倍半萜内酯(STL)海伦内酯和土木香内酯是小鼠肝微粒体混合功能氧化酶(MFO)、氨基比林脱甲基酶(APD)、苯胺羟化酶(ANH)和7-乙氧基异吩恶唑酮脱乙基酶(ERD)有效的体外抑制剂。0.5 mM的海伦内酯和土木香内酯浓度可使APD和ERD受到50 - 60%的抑制,ANH受到20 - 30%的抑制。底物(氨基比林)浓度从0.5 mM增加到25 mM时,STL对APD的抑制作用降低了12 - 32%。在低氨基比林浓度(0.5 mM)下,海伦内酯衍生物2,3,11,13 - 四氢海伦内酯(四氢海伦内酯)也能抑制APD。STL与氧化型微粒体产生I型结合光谱;海伦内酯和土木香内酯的Ks值分别为161和9 microM。这些结果表明,STL对MFO系统的抑制作用部分源于STL与细胞色素P - 450底物结合位点的结合。据报道,蛋白质半胱氨酰残基的不可逆烷基化是STL抑制几种不同酶的原因,海伦内酯和土木香内酯与谷胱甘肽反应的二级速率常数分别为25.1和1.80 mM⁻¹·hr⁻¹。
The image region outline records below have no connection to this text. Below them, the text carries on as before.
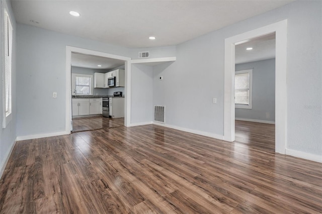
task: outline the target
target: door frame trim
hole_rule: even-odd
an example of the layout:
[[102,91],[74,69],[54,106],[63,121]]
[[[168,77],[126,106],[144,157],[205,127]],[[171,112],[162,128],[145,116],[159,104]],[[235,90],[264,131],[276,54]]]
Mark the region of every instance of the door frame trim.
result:
[[275,152],[285,154],[287,148],[287,20],[225,39],[224,140],[235,140],[235,46],[266,34],[276,33]]
[[66,46],[66,89],[65,131],[70,134],[70,120],[71,120],[71,53],[78,53],[103,57],[124,60],[125,65],[125,103],[124,105],[124,126],[130,126],[131,119],[131,58],[108,53],[97,51],[84,48]]

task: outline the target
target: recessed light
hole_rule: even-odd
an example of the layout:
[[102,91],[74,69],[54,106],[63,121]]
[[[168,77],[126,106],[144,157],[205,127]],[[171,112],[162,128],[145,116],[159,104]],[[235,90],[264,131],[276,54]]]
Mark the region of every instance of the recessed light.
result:
[[30,22],[32,22],[33,23],[34,23],[34,24],[39,24],[39,23],[38,22],[37,22],[36,21],[35,21],[35,20],[33,20],[32,19],[30,20]]
[[76,11],[69,11],[69,14],[73,17],[78,17],[80,16],[79,14]]

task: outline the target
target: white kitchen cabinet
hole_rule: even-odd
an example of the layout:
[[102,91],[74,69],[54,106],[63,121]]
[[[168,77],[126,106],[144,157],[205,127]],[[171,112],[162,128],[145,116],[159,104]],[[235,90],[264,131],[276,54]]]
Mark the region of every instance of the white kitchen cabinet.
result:
[[110,97],[110,116],[113,118],[124,118],[124,97]]
[[72,99],[72,116],[80,116],[90,114],[90,100],[86,98]]
[[105,74],[104,73],[94,73],[94,87],[104,88]]
[[90,98],[90,115],[99,115],[100,109],[102,109],[102,105],[100,105],[99,98]]
[[108,85],[109,78],[111,77],[111,73],[110,72],[105,73],[104,74],[104,88],[109,87]]
[[107,80],[110,77],[115,77],[115,87],[125,86],[125,71],[123,69],[117,69],[106,73],[105,75],[105,84],[107,86]]
[[117,69],[112,71],[115,75],[115,87],[124,87],[125,86],[125,71],[123,69]]

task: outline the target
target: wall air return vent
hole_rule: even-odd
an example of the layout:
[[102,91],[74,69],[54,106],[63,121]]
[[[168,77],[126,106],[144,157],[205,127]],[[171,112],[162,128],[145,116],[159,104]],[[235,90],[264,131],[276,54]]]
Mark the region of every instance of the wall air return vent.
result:
[[166,106],[154,105],[154,122],[164,124],[165,113]]
[[143,52],[139,52],[139,58],[149,58],[150,54],[148,51],[144,51]]

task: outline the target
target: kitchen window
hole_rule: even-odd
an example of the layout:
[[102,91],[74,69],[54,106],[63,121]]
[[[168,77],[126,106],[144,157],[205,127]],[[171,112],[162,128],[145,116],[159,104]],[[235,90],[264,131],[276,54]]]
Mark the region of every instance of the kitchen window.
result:
[[93,95],[93,75],[72,73],[71,84],[73,95]]
[[253,69],[235,72],[235,108],[252,109]]
[[5,38],[5,50],[3,50],[5,54],[4,64],[5,69],[4,71],[4,78],[5,84],[3,84],[4,91],[5,95],[4,97],[4,121],[3,122],[3,128],[5,128],[12,119],[12,99],[11,95],[12,90],[12,47],[13,39],[13,29],[11,20],[9,14],[6,10],[4,11],[4,32]]

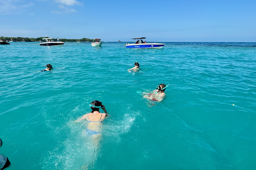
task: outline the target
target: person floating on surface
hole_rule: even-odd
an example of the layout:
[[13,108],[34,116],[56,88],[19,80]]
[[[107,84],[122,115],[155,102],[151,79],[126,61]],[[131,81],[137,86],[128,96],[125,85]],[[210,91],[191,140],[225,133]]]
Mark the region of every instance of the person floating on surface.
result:
[[[91,137],[94,144],[97,145],[102,138],[101,128],[102,122],[108,116],[108,113],[105,106],[102,103],[97,100],[94,100],[90,105],[92,109],[91,113],[86,114],[75,121],[79,122],[83,120],[89,121],[85,132],[88,136]],[[100,112],[100,108],[101,108],[105,113]]]
[[53,68],[52,67],[52,66],[50,64],[48,64],[46,65],[44,65],[44,67],[47,67],[47,68],[45,69],[44,69],[42,70],[41,70],[41,71],[50,71],[52,68]]
[[133,67],[132,68],[128,69],[127,70],[129,71],[129,72],[131,72],[130,70],[132,70],[134,72],[137,72],[139,71],[139,69],[140,69],[140,64],[139,64],[139,63],[138,62],[136,61],[136,62],[134,63],[134,67]]
[[151,93],[143,92],[143,97],[149,100],[157,102],[161,102],[165,96],[164,91],[165,89],[169,85],[166,86],[164,84],[160,84],[156,87],[156,90],[155,90]]

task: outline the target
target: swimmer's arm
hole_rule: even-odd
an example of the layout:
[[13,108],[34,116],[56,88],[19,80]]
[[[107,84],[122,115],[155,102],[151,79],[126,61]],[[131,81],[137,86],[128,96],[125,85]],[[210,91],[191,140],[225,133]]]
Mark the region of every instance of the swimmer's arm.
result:
[[77,120],[75,121],[75,122],[81,122],[81,121],[82,121],[83,120],[87,119],[87,118],[88,117],[88,114],[89,114],[87,113],[87,114],[85,114],[85,115],[83,116],[81,118],[80,118],[77,119]]
[[132,68],[130,68],[130,69],[128,69],[127,70],[133,70],[134,69],[135,69],[136,68],[137,68],[137,67],[133,67]]
[[104,105],[102,105],[101,107],[101,109],[102,109],[103,111],[104,111],[104,112],[105,112],[105,113],[106,114],[106,116],[105,117],[107,117],[108,116],[108,112],[107,112],[107,110],[106,110],[106,108],[105,107],[105,106]]

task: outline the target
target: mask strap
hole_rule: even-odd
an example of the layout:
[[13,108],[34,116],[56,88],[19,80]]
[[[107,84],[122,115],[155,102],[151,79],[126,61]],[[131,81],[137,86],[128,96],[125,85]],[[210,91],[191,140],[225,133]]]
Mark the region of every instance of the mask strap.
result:
[[90,107],[91,107],[92,108],[101,108],[101,106],[96,106],[95,105],[92,105],[91,104],[90,105]]

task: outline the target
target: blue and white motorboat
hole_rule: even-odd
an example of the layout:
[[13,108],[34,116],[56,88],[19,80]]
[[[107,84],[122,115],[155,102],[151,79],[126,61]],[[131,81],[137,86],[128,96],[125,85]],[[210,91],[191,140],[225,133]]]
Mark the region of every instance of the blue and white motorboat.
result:
[[145,37],[131,39],[135,40],[134,43],[131,44],[126,43],[125,44],[125,47],[136,48],[161,48],[165,45],[164,44],[161,43],[147,43],[146,41],[143,42],[142,40],[145,39]]
[[59,45],[62,46],[64,44],[65,42],[61,41],[55,42],[52,39],[54,39],[54,38],[44,38],[42,39],[43,40],[45,40],[46,42],[40,42],[39,44],[40,45],[44,46],[51,46],[53,45]]

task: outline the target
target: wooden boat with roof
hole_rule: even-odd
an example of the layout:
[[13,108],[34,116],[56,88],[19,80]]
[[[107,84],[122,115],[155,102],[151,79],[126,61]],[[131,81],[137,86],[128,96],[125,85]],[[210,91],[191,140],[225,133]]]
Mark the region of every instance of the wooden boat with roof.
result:
[[[94,39],[93,41],[92,42],[92,46],[100,46],[102,44],[102,42],[101,40],[101,39]],[[94,40],[96,41],[94,42]]]

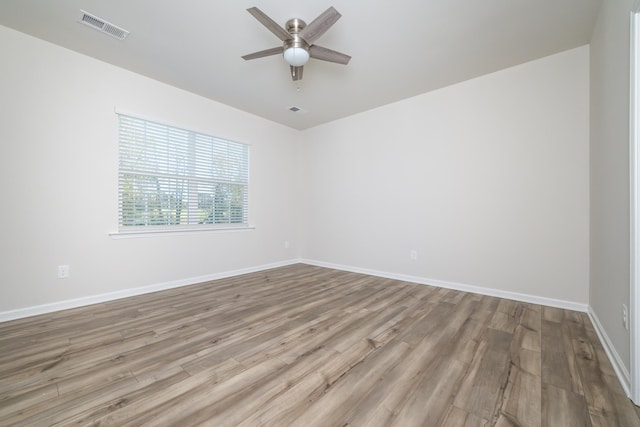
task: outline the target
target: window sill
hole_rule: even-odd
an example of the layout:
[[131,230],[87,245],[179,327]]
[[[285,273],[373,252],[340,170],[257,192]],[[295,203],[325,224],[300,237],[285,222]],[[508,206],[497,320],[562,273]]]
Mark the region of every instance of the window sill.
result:
[[252,231],[255,230],[253,226],[242,227],[212,227],[212,228],[183,228],[175,230],[131,230],[131,231],[112,231],[109,236],[113,239],[139,239],[145,237],[160,237],[160,236],[186,236],[199,233],[224,233],[224,232],[238,232],[238,231]]

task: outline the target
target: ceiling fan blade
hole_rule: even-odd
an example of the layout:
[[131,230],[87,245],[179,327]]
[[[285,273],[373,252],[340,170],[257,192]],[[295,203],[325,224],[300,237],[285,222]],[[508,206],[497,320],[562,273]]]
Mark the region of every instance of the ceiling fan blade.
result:
[[271,49],[261,50],[259,52],[253,52],[248,55],[244,55],[242,59],[248,61],[250,59],[264,58],[265,56],[278,55],[282,53],[282,46],[272,47]]
[[351,57],[349,55],[317,45],[313,45],[309,48],[309,55],[311,55],[311,57],[315,59],[335,62],[336,64],[343,65],[347,65],[349,63],[349,60],[351,60]]
[[267,27],[267,29],[275,34],[280,40],[285,41],[291,39],[291,34],[289,34],[287,30],[278,25],[273,19],[269,18],[257,7],[250,7],[247,9],[247,12],[252,14],[254,18],[260,21],[262,25]]
[[298,34],[300,37],[312,45],[321,35],[323,35],[333,24],[340,19],[342,15],[331,6],[322,12],[320,16],[314,19],[309,25],[304,27]]
[[294,67],[293,65],[290,65],[291,67],[291,78],[293,79],[293,81],[297,81],[297,80],[302,80],[302,66],[300,67]]

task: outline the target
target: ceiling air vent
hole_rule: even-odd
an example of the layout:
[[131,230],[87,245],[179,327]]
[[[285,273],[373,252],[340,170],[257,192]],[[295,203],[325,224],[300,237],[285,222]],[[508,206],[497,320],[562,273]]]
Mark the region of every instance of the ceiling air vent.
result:
[[129,31],[118,27],[117,25],[113,25],[102,18],[98,18],[95,15],[85,12],[84,10],[80,10],[80,21],[82,24],[88,25],[93,29],[100,31],[101,33],[105,33],[110,35],[113,38],[118,40],[124,40],[129,35]]

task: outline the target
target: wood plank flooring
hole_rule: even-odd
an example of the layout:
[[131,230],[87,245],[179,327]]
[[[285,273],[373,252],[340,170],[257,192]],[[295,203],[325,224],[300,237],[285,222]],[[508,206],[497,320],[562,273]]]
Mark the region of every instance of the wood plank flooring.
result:
[[0,323],[0,425],[640,426],[584,313],[308,265]]

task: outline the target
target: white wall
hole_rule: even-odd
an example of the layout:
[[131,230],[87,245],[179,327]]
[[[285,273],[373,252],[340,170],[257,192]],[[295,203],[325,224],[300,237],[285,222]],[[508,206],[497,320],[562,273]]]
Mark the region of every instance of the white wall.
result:
[[[297,132],[4,27],[0,41],[0,313],[300,256],[587,302],[588,47]],[[256,229],[109,237],[114,107],[252,144]]]
[[[0,45],[0,313],[297,259],[296,131],[5,27]],[[255,230],[109,237],[115,107],[252,144]]]
[[591,41],[591,307],[628,370],[629,38],[634,0],[605,0]]
[[305,131],[303,258],[586,304],[588,64],[584,46]]

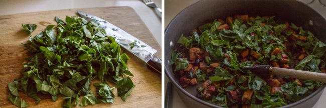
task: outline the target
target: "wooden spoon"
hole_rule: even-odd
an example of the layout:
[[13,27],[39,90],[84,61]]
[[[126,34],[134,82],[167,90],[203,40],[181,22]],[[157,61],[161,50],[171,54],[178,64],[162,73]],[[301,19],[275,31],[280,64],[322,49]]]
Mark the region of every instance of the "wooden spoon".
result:
[[267,76],[270,74],[273,74],[326,83],[326,74],[322,73],[275,67],[263,65],[254,65],[251,67],[246,68],[262,76]]

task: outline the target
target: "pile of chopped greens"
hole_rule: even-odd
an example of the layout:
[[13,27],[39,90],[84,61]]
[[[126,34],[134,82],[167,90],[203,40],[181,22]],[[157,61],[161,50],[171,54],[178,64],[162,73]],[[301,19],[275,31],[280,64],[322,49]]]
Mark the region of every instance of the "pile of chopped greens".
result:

四氢海伦内酯不与谷胱甘肽反应。然而,在经STL处理(0.5 mM)的微粒体中随后加入3.0 mM硫醇,即L - 半胱氨酸、N - 乙酰半胱氨酸或谷胱甘肽,可使海伦内酯和土木香内酯对APD和ERD的抑制作用逆转50 - 80%。通过将STL与微粒体和NADPH生成系统共同孵育,硫醇逆转STL对APD抑制作用的能力降低了20 - 43%。此外,在向小鼠肝微粒体中加入海伦内酯(1.0 mM)或土木香内酯(0.5 mM)后,未观察到巯基反应性化合物对MFO系统的既定影响,即对NADPH - 细胞色素c还原酶的抑制作用以及细胞色素P - 450向细胞色素P - 420的转化。这些结果表明,STL对MFO酶的抑制作用可能不依赖于STL对巯基的反应性。相反,我们认为STL与细胞色素P - 450底物结合位点的结合以及随后STL的代谢可能有助于对MFO系统的抑制。